Jejak Kasus Briptu S Paksa Tahanan Wanita Seks Oral Berujung Jadi Tersangka

 

Makassar, radarjatim.net - Oknum anggota Polda Sulawesi Selatan (Sulsel) Briptu S ditetapkan sebagai tersangka kasus terkait aksinya memaksa seorang tahanan wanita untuk melakukan seks oral. Briptu S sebelumnya juga dijatuhi sanksi demosi selama tujuh tahun akibat kasus yang sama.

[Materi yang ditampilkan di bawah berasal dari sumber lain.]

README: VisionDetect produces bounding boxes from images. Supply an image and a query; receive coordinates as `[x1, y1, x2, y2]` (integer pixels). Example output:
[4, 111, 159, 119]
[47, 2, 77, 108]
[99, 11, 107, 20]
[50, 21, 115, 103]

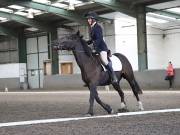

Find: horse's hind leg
[113, 84, 128, 112]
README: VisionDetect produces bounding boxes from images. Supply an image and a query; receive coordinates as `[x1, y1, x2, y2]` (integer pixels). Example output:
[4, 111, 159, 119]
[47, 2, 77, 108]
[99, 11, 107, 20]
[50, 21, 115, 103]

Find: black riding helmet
[84, 11, 98, 20]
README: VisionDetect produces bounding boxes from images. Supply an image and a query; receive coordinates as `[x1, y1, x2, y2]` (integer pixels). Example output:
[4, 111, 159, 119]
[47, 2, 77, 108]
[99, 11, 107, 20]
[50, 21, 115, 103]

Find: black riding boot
[106, 62, 118, 84]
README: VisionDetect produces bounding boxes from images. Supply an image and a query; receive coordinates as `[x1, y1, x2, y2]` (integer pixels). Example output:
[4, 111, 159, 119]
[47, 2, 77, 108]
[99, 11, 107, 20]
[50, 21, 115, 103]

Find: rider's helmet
[85, 11, 98, 20]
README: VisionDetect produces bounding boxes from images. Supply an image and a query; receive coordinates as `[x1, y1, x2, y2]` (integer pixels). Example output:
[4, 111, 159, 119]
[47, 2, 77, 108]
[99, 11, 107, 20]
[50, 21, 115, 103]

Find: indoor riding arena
[0, 0, 180, 135]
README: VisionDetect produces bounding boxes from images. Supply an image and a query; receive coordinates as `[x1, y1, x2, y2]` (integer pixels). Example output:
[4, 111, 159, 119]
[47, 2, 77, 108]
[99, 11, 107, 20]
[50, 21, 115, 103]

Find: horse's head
[52, 32, 82, 50]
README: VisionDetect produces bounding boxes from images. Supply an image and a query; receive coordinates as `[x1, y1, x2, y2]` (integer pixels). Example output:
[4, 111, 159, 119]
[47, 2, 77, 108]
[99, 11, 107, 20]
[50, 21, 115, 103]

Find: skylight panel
[63, 0, 83, 5]
[0, 17, 8, 22]
[26, 8, 43, 15]
[0, 8, 13, 13]
[146, 16, 169, 23]
[26, 27, 39, 31]
[52, 2, 68, 8]
[8, 5, 24, 10]
[166, 7, 180, 14]
[147, 13, 176, 20]
[14, 11, 27, 16]
[32, 0, 51, 4]
[0, 17, 7, 21]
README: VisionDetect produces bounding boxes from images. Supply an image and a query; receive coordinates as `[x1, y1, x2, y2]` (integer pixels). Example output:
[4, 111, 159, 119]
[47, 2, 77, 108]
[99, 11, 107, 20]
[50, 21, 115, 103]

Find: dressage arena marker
[0, 108, 180, 127]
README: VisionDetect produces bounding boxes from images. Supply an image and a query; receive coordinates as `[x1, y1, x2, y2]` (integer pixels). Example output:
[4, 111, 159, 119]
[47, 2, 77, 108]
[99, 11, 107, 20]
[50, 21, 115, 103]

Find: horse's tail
[114, 53, 142, 94]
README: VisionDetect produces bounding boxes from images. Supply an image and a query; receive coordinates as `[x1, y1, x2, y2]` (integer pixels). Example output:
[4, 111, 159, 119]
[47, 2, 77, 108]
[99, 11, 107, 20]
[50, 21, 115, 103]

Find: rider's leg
[100, 51, 118, 83]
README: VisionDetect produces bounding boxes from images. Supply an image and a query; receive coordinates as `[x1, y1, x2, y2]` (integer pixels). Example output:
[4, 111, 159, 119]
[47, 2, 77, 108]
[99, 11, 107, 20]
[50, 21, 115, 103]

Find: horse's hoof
[108, 109, 114, 114]
[118, 108, 129, 113]
[139, 107, 144, 111]
[85, 113, 93, 117]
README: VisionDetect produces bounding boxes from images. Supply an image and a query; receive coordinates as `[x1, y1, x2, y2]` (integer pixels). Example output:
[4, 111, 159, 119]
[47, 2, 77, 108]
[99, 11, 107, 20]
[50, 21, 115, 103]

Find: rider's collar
[91, 22, 96, 28]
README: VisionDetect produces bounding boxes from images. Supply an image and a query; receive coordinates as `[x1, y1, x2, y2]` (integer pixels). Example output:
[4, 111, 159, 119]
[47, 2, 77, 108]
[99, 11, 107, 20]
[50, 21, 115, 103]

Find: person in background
[165, 61, 175, 89]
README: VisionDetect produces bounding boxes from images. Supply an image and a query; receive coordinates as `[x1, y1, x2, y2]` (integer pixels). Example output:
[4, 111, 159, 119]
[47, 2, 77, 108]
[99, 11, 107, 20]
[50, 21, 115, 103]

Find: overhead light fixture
[166, 7, 180, 14]
[146, 16, 169, 23]
[27, 9, 34, 19]
[8, 5, 24, 10]
[68, 0, 75, 10]
[147, 13, 176, 20]
[25, 27, 39, 31]
[32, 0, 51, 4]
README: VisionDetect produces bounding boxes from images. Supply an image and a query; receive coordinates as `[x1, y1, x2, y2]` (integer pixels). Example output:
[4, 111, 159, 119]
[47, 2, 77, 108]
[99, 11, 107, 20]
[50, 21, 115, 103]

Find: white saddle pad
[103, 55, 122, 71]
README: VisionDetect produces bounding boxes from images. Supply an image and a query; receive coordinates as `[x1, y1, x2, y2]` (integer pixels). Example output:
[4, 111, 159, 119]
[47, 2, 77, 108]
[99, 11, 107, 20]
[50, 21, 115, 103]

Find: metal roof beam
[18, 2, 87, 24]
[146, 7, 180, 19]
[0, 11, 54, 31]
[93, 0, 136, 17]
[0, 26, 18, 37]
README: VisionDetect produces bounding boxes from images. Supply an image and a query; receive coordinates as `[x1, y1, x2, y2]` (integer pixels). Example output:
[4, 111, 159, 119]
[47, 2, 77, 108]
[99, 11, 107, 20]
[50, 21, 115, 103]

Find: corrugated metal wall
[0, 37, 19, 64]
[26, 36, 48, 89]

"Iya, sudah ditetapkan tersangka," kata Dirreskrimum Polda Sulsel Kombes Jamaluddin Farti, Senin (8/1/2024).

Wanita yang menjadi korban Briptu S diduga dipaksa melakukan seks oral dalam tahanan Polda Sulsel pada Agustus 2023 lalu. Kasus ini pertama kali diungkapkan oleh pacar korban berinisial NH (26).

Menurut NH, dia awalnya menjenguk korban saat mendekam di tahanan Polda Sulsel. Dia kemudian curiga sebab sang pacar tak ingin lama-lama dijenguk.

"Awalnya itu saya pergi membesuk. Cuma tiga hari sebelumnya itu, saya melihat perubahan sikap dari korban, biasanya kalau saya pergi membesuk biasanya lama toh terus cerita-cerita, tapi pas tiga hari sebelumnya itu, dia selalu suruh saya cepat-cepat pulang," kata NH (26) kepada wartawan di Makassar, Rabu (16/8/2023).

NH yang menyadari perubahan korban langsung memaksa korban untuk cerita. Korban yang terus didesak akhirnya mengaku bahwa dia dilecehkan oleh oknum polisi.

"Akhirnya dia mulai terbuka, dia bilang, 'sebenarnya ada masalahku di sini, dilecehkan ka'," ungkap NH menirukan ucapan korban.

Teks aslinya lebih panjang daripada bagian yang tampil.